Review: Rough Trade

Katrina Carrasco (The Best Bad Things) blends deeply researched historical fiction with riveting queer adventure in Rough Trade, the spectacular second installment of her episodic crime series about the undeniably charming antihero Alma Rosales.

It's the summer of 1888, and Alma's crew is working the Tacoma docks of Washington Territory. They're stevedores, taking on the backbreaking work of loading and unloading ships that come into port. At least, that's their cover story. Smuggling opium is their real trade. Or, it would be if a longshoremen's strike weren't preventing their access to the Ferndale's hold, leaving Alma's crew to watch scabs unload the ship under the watchful eye of an unfamiliar customs inspector, helpless to prevent the discovery of 500 pounds of contraband.

In the months that follow that drug bust, several new players wander onto Alma's docks and threaten the tidy little business she runs under the protective care of seductive socialite Delphine Beaumond. Among those new faces are Ben Collins, an undercover reporter hoping for a scoop he can sell to news magnate William Randolph Hearst, and Bess Spencer, Alma's former partner at the Pinkerton Women's Bureau of investigators, from a lifetime ago. But the real fuse lights when dead bodies start turning up under suspicious circumstances, and with signs of injection. If Alma doesn't act fast, she risks a swarming police presence that could irreversibly upset the life she's only recently built for herself in Washington, after escaping tragedy elsewhere.

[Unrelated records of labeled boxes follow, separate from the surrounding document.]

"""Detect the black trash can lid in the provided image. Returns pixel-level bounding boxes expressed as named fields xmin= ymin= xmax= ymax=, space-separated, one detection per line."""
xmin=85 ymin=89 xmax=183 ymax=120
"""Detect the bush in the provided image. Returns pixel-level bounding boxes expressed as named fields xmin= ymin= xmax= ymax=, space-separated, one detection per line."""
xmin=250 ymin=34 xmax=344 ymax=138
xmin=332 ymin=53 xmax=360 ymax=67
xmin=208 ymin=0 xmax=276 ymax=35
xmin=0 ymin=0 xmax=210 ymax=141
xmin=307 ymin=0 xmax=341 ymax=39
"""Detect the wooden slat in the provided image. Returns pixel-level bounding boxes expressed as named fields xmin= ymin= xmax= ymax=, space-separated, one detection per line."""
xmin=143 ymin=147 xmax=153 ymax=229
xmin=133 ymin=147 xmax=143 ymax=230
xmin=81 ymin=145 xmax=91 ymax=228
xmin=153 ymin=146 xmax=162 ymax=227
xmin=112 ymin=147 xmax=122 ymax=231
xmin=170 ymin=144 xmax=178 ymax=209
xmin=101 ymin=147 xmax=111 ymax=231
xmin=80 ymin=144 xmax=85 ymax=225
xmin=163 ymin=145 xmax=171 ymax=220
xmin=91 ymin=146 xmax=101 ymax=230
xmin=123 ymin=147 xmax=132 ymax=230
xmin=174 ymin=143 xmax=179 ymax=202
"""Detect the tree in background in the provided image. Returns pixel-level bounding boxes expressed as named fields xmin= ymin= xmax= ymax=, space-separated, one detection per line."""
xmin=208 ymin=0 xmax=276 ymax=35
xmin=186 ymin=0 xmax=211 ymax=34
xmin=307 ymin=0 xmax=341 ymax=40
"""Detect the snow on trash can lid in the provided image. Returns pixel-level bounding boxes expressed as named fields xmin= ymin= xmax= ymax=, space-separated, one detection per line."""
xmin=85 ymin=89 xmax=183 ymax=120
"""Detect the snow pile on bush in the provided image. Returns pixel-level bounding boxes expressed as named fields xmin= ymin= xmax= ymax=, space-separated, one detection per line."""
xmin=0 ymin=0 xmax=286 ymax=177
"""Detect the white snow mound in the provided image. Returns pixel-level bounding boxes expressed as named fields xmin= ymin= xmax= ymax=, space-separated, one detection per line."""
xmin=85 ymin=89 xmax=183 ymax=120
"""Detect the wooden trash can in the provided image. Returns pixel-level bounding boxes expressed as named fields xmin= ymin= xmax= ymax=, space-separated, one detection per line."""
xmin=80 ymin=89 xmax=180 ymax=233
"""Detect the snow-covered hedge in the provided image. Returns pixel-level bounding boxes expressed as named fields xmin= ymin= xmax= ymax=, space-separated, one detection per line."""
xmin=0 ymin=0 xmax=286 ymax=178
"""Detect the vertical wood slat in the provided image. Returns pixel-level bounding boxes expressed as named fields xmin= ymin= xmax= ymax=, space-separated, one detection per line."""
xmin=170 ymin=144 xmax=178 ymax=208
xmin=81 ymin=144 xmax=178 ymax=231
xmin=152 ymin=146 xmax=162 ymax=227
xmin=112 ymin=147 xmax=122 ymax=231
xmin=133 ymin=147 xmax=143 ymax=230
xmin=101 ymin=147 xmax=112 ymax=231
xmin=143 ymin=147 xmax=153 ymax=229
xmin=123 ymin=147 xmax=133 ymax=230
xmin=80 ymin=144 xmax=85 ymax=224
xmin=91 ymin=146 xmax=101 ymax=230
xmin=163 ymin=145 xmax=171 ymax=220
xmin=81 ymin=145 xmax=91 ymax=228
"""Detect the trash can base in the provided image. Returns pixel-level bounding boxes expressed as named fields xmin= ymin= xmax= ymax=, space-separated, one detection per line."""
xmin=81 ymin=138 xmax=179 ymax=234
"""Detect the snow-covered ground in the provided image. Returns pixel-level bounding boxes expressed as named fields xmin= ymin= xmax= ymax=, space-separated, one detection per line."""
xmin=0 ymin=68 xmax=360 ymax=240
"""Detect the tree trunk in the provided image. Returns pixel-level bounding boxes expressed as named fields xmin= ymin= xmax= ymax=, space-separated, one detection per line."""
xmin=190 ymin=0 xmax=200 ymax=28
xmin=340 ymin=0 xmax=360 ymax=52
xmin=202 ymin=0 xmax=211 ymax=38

Carrasco writes with a brisk pace and cheeky playfulness that offset the rugged terrain and dicey stakes intrinsic to running opium through the shipyards of a Pacific Northwest outpost. Alma carries a queer and irresistible swagger as she shapeshifts into her public persona, Jack Camp, the roughest man in town. And her sexual tension with both Bess and Delphine gin up a satisfying heat. So much of the fun in this novel pivots on the divide between public and private presentations--Alma's as well as those of the journalistic interloper Ben Collins--highlighting how simple it becomes to defy the law when one's gender and sexuality are already at odds with it.

Rough Trade is an addictive treat sure to please fans of Sarah Waters and HBO's Our Flag Means Death. --Dave Wheeler, senior editor, Shelf Awareness

Shelf Talker: Detailed historical research bolsters dynamic crime fiction in this spectacular queer adventure about opium smugglers in 19th-century Washington Territory.